Stich has to be regarded as the most anonymous champion since Becker, who won his first All England crown as an unseeded 17-year-old in 1985. When asked during one postmatch conference to describe himself, Stich replied, "Could we have another question please?" His tastes, it turns out, are for the violent and the cerebral. He likes Clint Eastwood and the Scorpions, a German hard rock band. His favorite movie is Sam Peckinpah's Bring Me the Head of Alfredo Garcia, and his favorite book is something called Die Entdeckung der Langsamkeit (The Discovery of Slowness). A deceptive athlete, Stich is also a devoted golfer. No one in England figured out how to pronounce his name correctly. "If I say it, you still can't pronounce it," he said. It goes something like SHTEEKH.
The guy who won Wimbledon was ranked 795 in the world in 1987 but by the start of 1991 had risen to 42. Stich is coached by Mark Lewis, the brother of a similarly unknown Wimbledon finalist, Chris Lewis, who lost to McEnroe in 1983 and has not been heard from since—until now. Stich, however, is no Chris Lewis. His game has no holes, he can play on all surfaces—note his semifinal berth at Roland Garros this year—and despite his 6'4" frame, he moves with elegance.
Still, in his only previous meeting with Becker, Stich won only three games in two sets. Perhaps that explains why Becker seemed uninspired on Sunday, while Stich felt something "magic" as soon as he stepped onto Centre Court. "I felt I could touch every ball," he said.

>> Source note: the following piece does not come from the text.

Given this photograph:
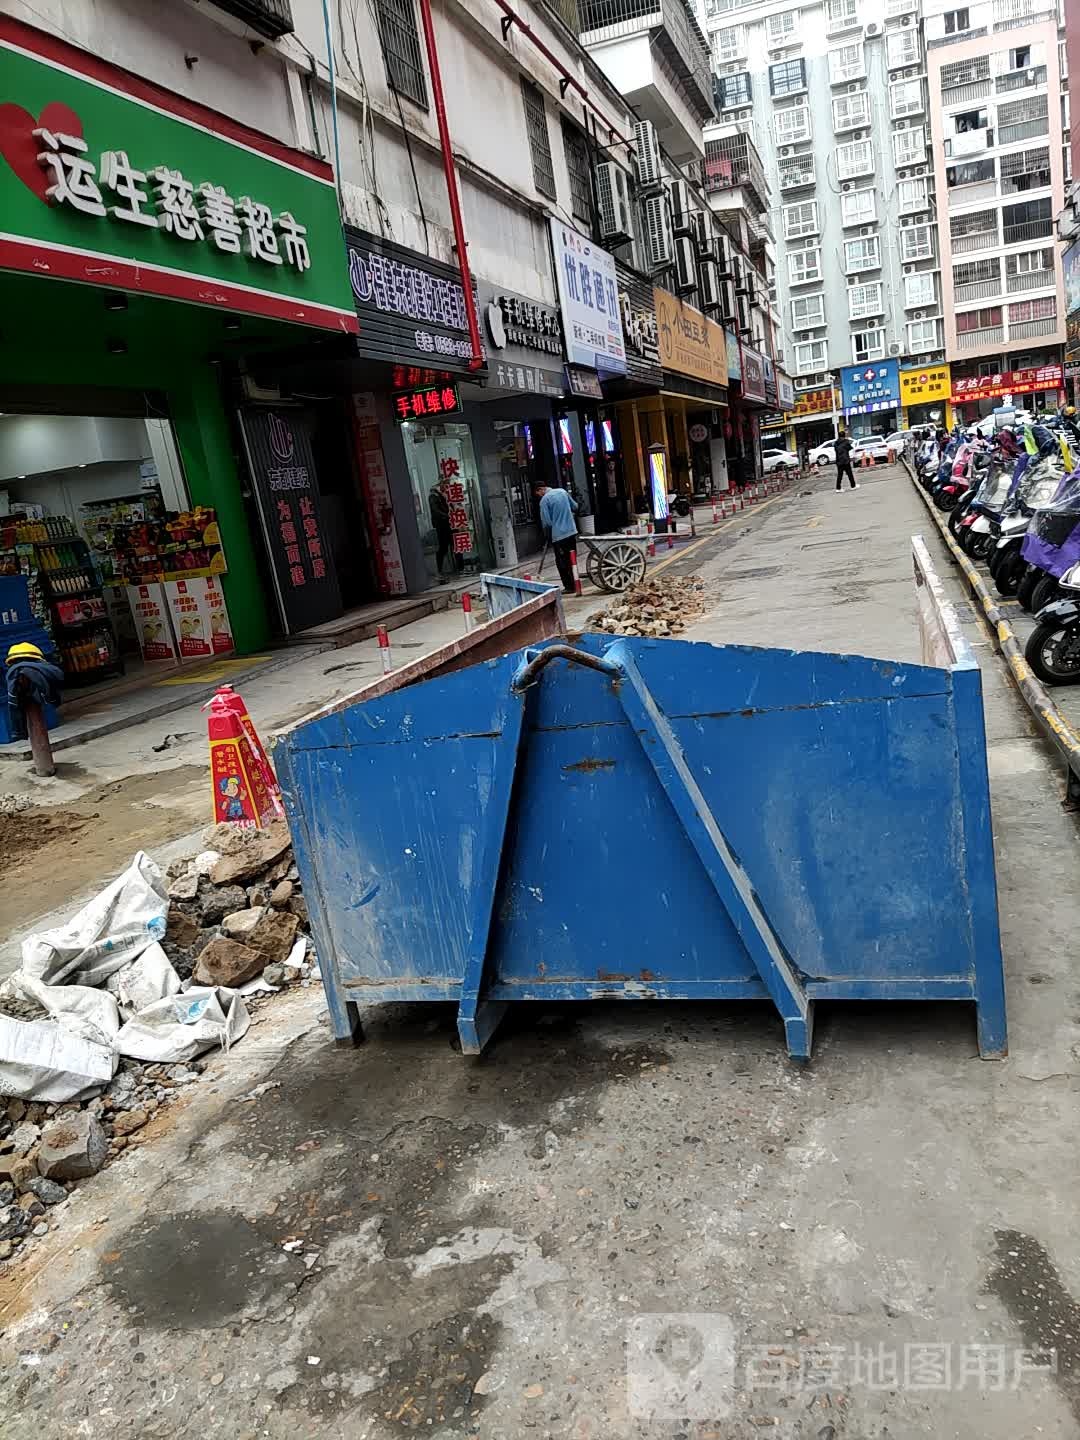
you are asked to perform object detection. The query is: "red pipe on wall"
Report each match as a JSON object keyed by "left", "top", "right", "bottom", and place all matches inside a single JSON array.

Stich broke Becker's serve in the first game of the match, and from then on Becker was by turns heavy-limbed and infuriated. "The problem is not his legs; it's his head," his manager, Ion Tiriac, had said the day before the match. By its end, Becker concurred.
He had led only at 3-1 in the second set, and he was shredded by Stich's elegant backhand winners and his 15 aces. "I was not in the match from the first point," said Becker. "My mind was far away."
Indeed, Becker's most enlivened moments were his tantrums. However, when the torture ended, he stepped over the net and hugged Stich with a mixture of affection and a true sense of the moment. "Because I know how it feels," Becker said. "I know how important the day can be in a life. I know that his life is not going to be the same anymore."